Sur des sols souvent argilo-calcaires, voire résolument calcaires, sont plantés des cépages tels que syrah, grenache, carignan, merlot, cabernet et même le rare et local portan, dont la majorité a plus de cinquante ans. Du côté des blancs, les viognier, chardonnay et grenache blanc ont au moins dix à treize ans et souvent vingt à vingt-cinq ans.
Toutes les cuvées de rouges sont vinifiées en macération semi-carbonique. La vendange est ramassée en caissettes entreposées entre 10 et 15°. Les raisins sont mis entiers en cuve, sans pigeage, pour 30 à 45 jours de macération. Ils sont ensuite pressés à l’aide d’un pressoir en bois vertical. Les fermentations durent de six mois à un an. Tout le processus, y compris la mise en bouteilles, se déroule sans aucun intrant, aucun apport chimique et zéro soufre. Une dizaine de cuvées sont disponibles au domaine, le plus souvent des mono-cépages dont la plupart porte le nom de la parcelle d'origine.

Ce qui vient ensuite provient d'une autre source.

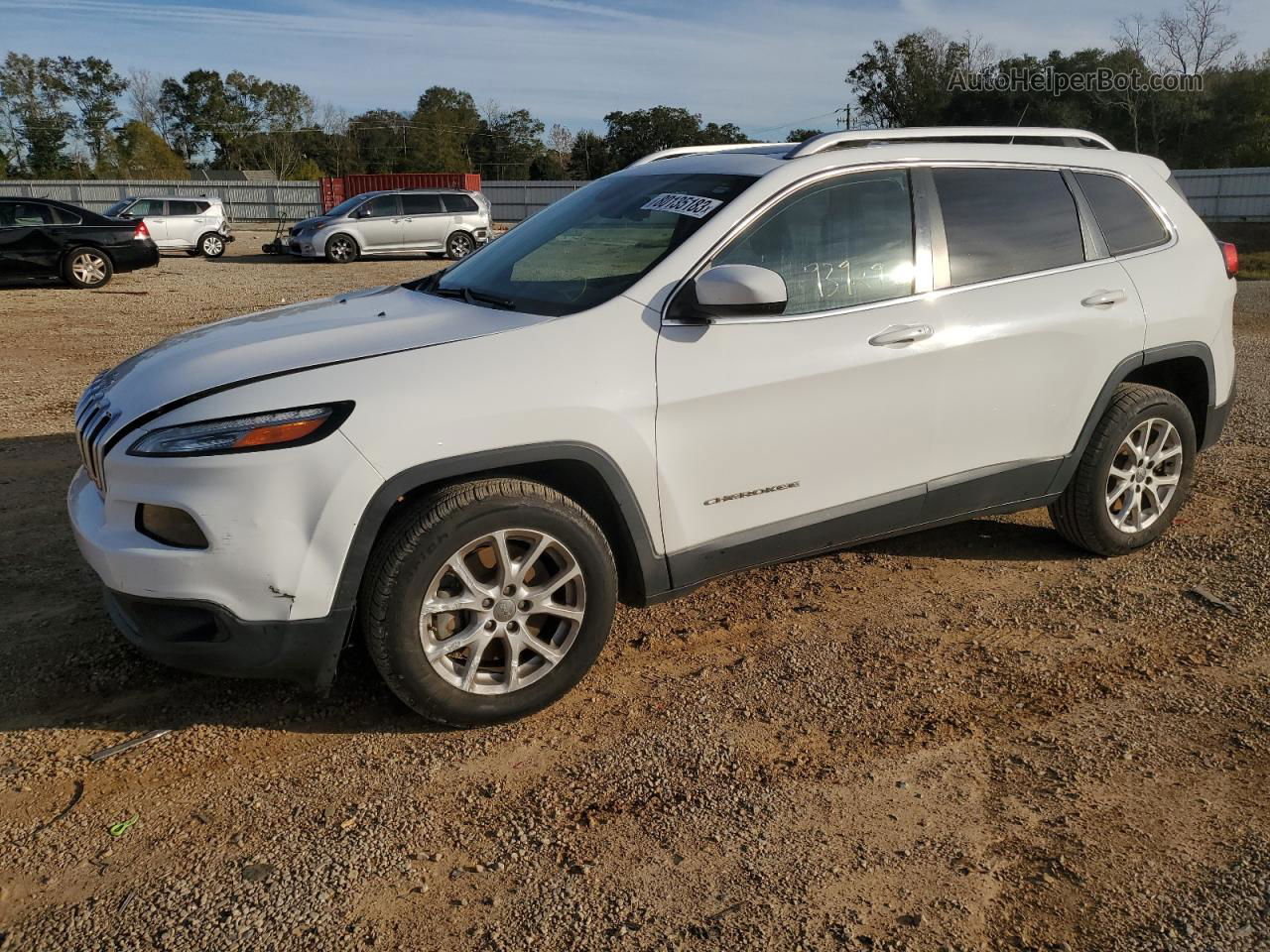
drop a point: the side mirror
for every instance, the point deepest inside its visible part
(739, 291)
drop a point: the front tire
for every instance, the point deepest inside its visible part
(86, 268)
(1134, 475)
(211, 245)
(341, 249)
(488, 601)
(460, 245)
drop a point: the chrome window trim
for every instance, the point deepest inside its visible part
(1091, 235)
(935, 294)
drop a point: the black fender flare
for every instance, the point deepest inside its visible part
(1143, 358)
(651, 566)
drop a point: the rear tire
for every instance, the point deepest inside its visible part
(211, 245)
(536, 616)
(1134, 475)
(341, 249)
(86, 268)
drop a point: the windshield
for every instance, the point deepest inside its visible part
(592, 245)
(344, 207)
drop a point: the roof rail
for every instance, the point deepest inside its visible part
(832, 140)
(694, 150)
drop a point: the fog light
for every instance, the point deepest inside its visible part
(173, 527)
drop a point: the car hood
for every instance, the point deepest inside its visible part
(287, 339)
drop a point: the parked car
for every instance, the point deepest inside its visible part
(717, 358)
(409, 221)
(197, 226)
(45, 238)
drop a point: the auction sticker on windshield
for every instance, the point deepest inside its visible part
(693, 206)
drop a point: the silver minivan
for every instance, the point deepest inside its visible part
(411, 221)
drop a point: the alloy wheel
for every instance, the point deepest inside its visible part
(503, 611)
(89, 268)
(1144, 474)
(460, 246)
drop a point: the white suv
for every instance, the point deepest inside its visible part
(710, 361)
(197, 226)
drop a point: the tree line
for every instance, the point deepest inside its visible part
(63, 117)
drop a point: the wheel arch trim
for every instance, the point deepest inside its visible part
(1121, 372)
(651, 566)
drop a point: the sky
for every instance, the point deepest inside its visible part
(765, 66)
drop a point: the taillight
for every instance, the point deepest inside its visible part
(1232, 258)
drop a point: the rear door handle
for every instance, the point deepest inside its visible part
(902, 334)
(1103, 298)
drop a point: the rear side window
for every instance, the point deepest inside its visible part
(843, 243)
(421, 204)
(458, 204)
(144, 207)
(1127, 221)
(380, 207)
(1001, 222)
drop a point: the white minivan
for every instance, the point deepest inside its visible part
(197, 226)
(717, 358)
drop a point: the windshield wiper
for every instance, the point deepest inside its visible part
(472, 296)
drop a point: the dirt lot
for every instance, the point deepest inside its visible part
(974, 738)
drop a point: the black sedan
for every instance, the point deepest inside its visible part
(44, 238)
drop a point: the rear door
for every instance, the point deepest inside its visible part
(379, 221)
(425, 222)
(1034, 321)
(154, 211)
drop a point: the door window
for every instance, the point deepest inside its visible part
(1001, 222)
(460, 204)
(421, 204)
(1127, 221)
(26, 213)
(837, 244)
(145, 207)
(380, 207)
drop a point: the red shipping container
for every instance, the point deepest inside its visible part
(336, 189)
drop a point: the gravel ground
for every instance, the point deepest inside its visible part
(969, 739)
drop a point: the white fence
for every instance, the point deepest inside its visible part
(270, 200)
(1216, 194)
(1227, 194)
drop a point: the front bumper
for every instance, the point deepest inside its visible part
(206, 639)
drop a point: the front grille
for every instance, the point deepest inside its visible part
(91, 417)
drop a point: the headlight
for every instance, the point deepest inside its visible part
(244, 434)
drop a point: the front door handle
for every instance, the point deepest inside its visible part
(902, 334)
(1103, 298)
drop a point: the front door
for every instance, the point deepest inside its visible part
(380, 225)
(792, 434)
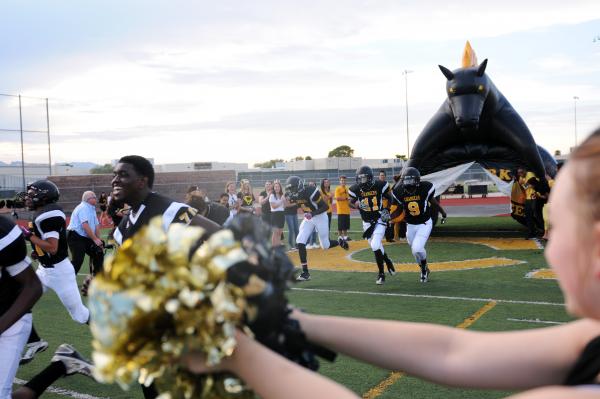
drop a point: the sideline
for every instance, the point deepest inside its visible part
(62, 391)
(452, 298)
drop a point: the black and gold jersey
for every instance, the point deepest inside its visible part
(248, 200)
(371, 200)
(417, 208)
(13, 260)
(50, 222)
(309, 200)
(154, 205)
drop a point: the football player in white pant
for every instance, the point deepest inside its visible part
(367, 195)
(20, 289)
(417, 198)
(49, 241)
(315, 218)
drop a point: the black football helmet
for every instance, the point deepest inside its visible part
(411, 178)
(364, 177)
(42, 192)
(294, 184)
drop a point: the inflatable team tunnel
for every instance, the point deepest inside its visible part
(476, 123)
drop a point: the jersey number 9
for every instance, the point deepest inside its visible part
(365, 206)
(413, 208)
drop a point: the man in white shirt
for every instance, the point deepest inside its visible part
(83, 234)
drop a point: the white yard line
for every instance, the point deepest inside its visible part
(536, 321)
(62, 391)
(452, 298)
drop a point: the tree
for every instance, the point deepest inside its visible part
(101, 170)
(269, 164)
(342, 151)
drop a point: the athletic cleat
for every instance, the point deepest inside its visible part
(391, 269)
(424, 274)
(304, 276)
(73, 361)
(32, 349)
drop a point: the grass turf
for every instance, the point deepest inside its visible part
(450, 298)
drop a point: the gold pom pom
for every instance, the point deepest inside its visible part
(156, 301)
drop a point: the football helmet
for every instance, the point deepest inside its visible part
(42, 192)
(364, 177)
(294, 184)
(411, 178)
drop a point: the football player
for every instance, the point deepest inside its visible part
(133, 178)
(48, 237)
(20, 288)
(416, 198)
(368, 195)
(315, 218)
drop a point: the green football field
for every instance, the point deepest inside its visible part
(486, 298)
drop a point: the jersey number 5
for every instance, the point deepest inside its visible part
(413, 208)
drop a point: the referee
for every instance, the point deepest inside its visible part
(83, 234)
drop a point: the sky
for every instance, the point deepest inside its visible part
(250, 81)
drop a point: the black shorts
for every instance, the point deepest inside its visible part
(278, 219)
(343, 222)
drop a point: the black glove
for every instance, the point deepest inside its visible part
(385, 215)
(26, 233)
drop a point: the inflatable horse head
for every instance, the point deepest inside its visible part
(467, 90)
(477, 123)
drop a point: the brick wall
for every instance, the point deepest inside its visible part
(173, 185)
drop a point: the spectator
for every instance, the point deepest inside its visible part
(389, 230)
(233, 201)
(210, 210)
(277, 204)
(246, 197)
(528, 180)
(343, 209)
(83, 235)
(312, 241)
(224, 200)
(291, 218)
(544, 197)
(263, 201)
(328, 197)
(103, 203)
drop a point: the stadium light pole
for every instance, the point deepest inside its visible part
(48, 133)
(22, 150)
(405, 73)
(575, 98)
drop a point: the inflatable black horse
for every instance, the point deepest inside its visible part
(477, 123)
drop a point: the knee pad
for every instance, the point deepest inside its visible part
(81, 316)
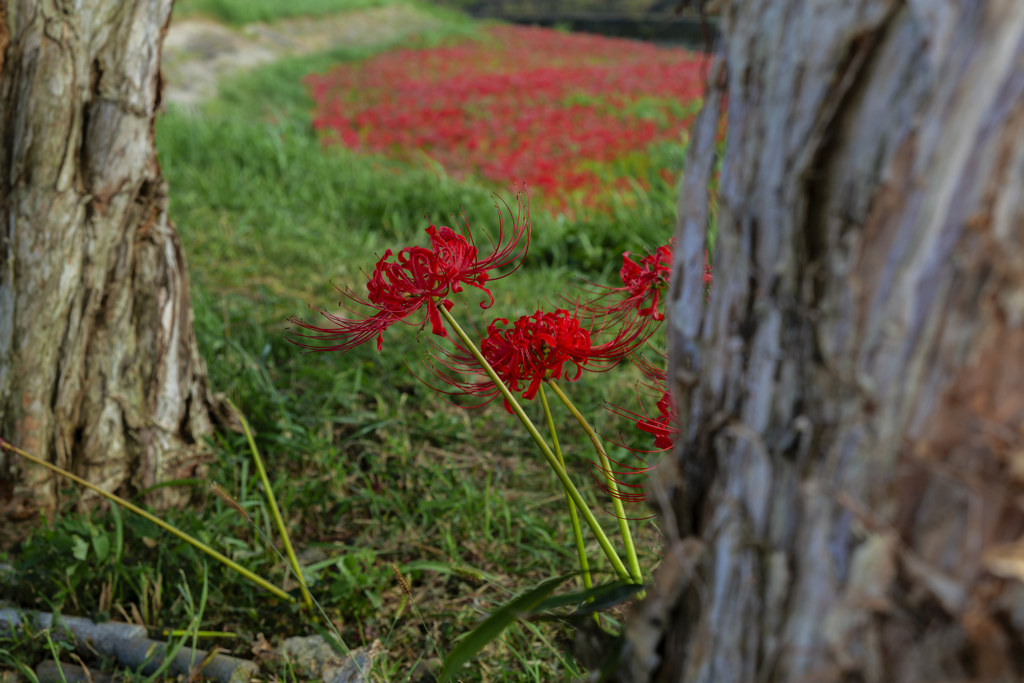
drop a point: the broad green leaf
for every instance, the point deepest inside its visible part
(101, 544)
(491, 628)
(604, 596)
(81, 549)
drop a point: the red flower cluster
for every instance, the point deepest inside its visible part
(663, 427)
(535, 348)
(524, 102)
(419, 278)
(643, 285)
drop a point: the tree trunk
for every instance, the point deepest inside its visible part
(846, 496)
(99, 370)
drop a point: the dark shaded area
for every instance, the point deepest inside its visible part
(657, 20)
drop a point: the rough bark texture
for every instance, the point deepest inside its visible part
(99, 371)
(846, 499)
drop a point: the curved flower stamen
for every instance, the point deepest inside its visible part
(421, 278)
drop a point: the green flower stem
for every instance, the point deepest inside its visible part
(573, 517)
(292, 559)
(624, 524)
(199, 545)
(602, 539)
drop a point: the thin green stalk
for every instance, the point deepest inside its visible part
(199, 545)
(292, 559)
(573, 517)
(624, 524)
(602, 539)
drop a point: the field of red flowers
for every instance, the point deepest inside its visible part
(554, 110)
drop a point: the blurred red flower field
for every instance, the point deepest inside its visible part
(529, 104)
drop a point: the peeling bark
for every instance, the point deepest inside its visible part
(846, 497)
(99, 370)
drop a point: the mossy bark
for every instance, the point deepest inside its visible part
(99, 370)
(845, 500)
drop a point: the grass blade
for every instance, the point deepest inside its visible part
(493, 627)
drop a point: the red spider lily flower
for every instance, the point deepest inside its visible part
(538, 347)
(660, 426)
(644, 285)
(663, 427)
(625, 492)
(642, 289)
(421, 278)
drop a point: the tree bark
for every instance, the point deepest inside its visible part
(845, 499)
(99, 370)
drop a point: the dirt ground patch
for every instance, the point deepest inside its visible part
(199, 51)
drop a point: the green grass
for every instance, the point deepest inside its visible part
(369, 465)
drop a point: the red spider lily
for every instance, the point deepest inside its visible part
(643, 286)
(527, 102)
(634, 492)
(538, 347)
(421, 278)
(663, 427)
(660, 426)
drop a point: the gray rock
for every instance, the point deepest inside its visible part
(313, 656)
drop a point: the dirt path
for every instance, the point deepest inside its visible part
(199, 51)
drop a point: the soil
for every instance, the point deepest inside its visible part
(200, 51)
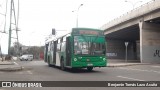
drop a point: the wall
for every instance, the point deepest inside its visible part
(149, 42)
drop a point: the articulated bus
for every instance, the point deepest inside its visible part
(82, 48)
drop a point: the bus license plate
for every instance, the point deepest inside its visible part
(89, 64)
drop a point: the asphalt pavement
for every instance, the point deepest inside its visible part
(11, 65)
(39, 71)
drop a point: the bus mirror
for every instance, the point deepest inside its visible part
(53, 31)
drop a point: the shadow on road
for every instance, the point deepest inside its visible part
(76, 70)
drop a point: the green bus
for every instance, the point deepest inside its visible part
(82, 48)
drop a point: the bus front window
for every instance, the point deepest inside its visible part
(84, 46)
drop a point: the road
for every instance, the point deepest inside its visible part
(37, 70)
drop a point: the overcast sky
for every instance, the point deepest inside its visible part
(38, 17)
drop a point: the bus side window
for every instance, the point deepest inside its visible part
(58, 45)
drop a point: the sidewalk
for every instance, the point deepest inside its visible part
(9, 66)
(122, 63)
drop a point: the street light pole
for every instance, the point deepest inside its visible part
(133, 4)
(77, 14)
(126, 44)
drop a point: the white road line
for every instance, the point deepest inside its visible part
(16, 63)
(131, 78)
(29, 72)
(1, 72)
(140, 70)
(156, 66)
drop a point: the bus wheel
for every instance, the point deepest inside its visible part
(62, 65)
(49, 64)
(89, 68)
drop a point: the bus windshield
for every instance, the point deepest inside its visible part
(89, 45)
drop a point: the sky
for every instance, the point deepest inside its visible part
(38, 17)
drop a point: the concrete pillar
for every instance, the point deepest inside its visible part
(149, 42)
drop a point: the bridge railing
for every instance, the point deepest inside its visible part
(141, 10)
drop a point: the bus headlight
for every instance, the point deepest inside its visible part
(104, 59)
(75, 59)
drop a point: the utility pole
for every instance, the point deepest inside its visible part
(13, 21)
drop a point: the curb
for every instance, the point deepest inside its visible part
(128, 65)
(10, 63)
(18, 68)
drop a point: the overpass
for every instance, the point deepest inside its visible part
(141, 28)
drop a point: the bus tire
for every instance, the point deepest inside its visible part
(62, 65)
(49, 62)
(89, 68)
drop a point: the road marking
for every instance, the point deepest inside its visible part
(156, 66)
(140, 70)
(16, 63)
(131, 78)
(1, 72)
(29, 72)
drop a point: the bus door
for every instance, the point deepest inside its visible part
(54, 52)
(68, 52)
(45, 52)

Pour les rouges la fraîcheur et le fruité sont résolument le style de la maison ; tandis que les blancs, qui patientent un peu plus en fûts, présentent des notes aromatiques plus évoluées.
Et, fait unique et remarquable, en réduisant sa propre part d’exploitation, Gérald a permis l'installation de nouveaux vignerons comme Andréa Calek, Jérôme Jouret ou Sylvain Bock : un très beau système d'entraide s'est mis en place, notamment pour la vinification qui a abouti à une mise en commun des moyens pour tout ce qui concerne la commercialisation et l'expédition.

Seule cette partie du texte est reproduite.